Have seen bits and peices on over wintering bees in nuc boxes even this far north.
Any body have any comments on how it is done?
I was wondering if I could over wither my double nucs this way. My double nucs are a normal deep with a divider in the middle with 5 frames on either side.

 Al


----------



## Terri (May 10, 2002)

The gent in Kansas who taught me about bees would place his double nucs on the south side of a building, and he said most would live.

Then again, there is a bit of a DIFFERENCE between Kansas and Michigan!


----------



## Mountaineer (Jan 1, 2006)

Any way you could fed the heck out of them into a full deep?
Or how about pinching one queen and over wintering the one single deep?

Over wintering a single deep is hard enough where I live (cold), so what I've done in stack hives, so the heat from the bottom one goes up into the smaller top one. Then four to a skid, wrapped in styrofoam/tarpaper.....
But nucs- that's tough as they'll need food stores.


----------



## alleyyooper (Apr 22, 2005)

Only tried to over winter in one single deep once. Didn't have good results with it. I think the cluster size was to large really.

Here is my double nuc set up. The front entrance are the openings closed, the rear openings just fit a boardman feeder. Yes I use SBB for the double nucs too.










Deep with divider board in place. I use screening over the front vent hole. Some times I do plug the hole though.

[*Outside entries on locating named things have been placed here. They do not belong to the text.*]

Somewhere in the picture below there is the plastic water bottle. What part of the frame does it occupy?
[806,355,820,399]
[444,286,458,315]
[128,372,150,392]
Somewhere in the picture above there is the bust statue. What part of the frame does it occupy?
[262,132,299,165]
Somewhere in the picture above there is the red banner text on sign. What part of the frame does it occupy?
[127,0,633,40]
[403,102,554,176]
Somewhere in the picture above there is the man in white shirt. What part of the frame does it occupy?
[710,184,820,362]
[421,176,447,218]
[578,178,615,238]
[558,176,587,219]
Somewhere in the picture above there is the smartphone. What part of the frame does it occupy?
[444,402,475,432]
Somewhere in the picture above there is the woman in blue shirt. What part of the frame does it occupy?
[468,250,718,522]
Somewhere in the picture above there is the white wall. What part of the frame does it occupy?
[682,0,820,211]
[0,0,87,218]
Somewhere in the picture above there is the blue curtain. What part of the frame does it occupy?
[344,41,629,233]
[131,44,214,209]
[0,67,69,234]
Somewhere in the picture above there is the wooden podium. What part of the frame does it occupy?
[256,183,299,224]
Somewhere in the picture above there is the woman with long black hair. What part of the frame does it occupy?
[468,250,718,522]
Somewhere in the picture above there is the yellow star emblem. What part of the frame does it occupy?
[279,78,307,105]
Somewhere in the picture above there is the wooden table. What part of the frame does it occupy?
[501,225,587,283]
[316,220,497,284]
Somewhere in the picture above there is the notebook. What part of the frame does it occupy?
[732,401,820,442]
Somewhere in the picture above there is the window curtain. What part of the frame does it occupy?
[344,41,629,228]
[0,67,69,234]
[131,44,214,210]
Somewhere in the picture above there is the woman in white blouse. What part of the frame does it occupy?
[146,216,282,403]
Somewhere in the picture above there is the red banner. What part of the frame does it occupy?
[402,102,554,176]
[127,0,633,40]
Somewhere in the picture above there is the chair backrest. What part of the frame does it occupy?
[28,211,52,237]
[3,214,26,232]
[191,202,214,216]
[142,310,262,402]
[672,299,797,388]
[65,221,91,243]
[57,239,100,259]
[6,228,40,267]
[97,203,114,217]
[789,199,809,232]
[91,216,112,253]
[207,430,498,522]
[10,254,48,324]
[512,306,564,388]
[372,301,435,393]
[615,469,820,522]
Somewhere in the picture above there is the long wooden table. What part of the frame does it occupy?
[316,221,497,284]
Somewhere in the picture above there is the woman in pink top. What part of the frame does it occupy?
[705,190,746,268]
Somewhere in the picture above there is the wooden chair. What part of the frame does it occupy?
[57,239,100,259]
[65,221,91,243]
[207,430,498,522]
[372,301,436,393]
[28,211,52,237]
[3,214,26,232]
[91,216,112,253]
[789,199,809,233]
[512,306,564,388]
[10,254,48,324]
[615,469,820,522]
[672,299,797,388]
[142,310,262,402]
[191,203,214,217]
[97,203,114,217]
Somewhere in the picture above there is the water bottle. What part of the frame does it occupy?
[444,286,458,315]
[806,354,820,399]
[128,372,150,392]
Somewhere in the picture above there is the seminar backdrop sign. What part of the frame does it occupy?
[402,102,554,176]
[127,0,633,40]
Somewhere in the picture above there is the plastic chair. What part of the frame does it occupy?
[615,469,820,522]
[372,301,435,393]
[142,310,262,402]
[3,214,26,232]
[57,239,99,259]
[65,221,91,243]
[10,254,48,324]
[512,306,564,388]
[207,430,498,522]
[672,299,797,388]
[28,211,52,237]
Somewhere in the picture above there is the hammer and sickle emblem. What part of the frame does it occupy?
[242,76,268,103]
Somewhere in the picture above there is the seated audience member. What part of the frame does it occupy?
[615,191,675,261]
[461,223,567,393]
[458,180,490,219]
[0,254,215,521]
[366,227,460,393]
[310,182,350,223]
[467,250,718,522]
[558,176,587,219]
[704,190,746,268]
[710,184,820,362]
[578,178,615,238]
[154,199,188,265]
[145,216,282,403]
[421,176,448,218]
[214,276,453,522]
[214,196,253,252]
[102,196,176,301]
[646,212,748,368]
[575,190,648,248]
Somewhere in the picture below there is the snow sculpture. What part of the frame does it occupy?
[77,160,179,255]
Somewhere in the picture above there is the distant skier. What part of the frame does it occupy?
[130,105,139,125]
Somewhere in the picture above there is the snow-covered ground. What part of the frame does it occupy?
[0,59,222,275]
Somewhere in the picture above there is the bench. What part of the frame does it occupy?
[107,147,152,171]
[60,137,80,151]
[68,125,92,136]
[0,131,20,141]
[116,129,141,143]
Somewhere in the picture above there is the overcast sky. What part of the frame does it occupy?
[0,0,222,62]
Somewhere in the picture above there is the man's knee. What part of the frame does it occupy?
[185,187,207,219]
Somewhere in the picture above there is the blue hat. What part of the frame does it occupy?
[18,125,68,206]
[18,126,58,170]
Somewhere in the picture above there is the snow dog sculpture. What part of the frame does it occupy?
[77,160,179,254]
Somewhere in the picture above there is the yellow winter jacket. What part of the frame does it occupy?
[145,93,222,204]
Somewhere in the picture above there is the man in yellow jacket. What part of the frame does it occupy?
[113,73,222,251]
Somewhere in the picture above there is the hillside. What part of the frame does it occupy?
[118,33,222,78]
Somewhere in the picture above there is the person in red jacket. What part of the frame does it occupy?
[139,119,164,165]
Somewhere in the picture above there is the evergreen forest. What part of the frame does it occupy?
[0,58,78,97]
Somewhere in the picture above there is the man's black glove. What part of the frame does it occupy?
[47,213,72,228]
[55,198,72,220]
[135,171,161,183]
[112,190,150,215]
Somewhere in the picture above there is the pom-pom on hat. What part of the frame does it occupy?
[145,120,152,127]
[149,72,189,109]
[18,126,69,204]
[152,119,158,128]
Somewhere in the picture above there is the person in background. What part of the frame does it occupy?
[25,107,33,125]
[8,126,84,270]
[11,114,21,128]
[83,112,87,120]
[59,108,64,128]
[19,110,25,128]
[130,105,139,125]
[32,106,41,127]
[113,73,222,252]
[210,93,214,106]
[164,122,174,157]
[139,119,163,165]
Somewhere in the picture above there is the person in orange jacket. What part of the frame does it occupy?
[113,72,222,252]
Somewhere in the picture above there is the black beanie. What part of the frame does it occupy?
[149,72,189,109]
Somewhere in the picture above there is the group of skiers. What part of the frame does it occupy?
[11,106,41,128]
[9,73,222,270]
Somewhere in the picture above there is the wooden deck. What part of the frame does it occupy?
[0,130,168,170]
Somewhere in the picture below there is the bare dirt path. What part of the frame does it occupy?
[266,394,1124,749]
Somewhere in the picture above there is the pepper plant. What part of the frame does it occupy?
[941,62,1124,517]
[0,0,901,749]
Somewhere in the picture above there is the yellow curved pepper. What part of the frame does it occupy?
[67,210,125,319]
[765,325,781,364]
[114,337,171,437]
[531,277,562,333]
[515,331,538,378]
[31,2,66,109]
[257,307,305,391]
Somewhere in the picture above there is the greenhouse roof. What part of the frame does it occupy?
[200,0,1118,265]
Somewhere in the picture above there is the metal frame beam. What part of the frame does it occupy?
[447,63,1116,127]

With five frames in place.










With half of the intercover on.










With both intercovers on.










Entrance and feeder view. This one is in use too.










Showes both entrances and plug in vent hole. Also the feed jar was empty.










 Al


----------



## alleyyooper (Apr 22, 2005)

this is one of my regular single 5 frame nucs. I wish I could find a short gallon or 1/2 gallon jar that fit under the cover. They can and do go thru a quart of syrup in a day.










 Al


----------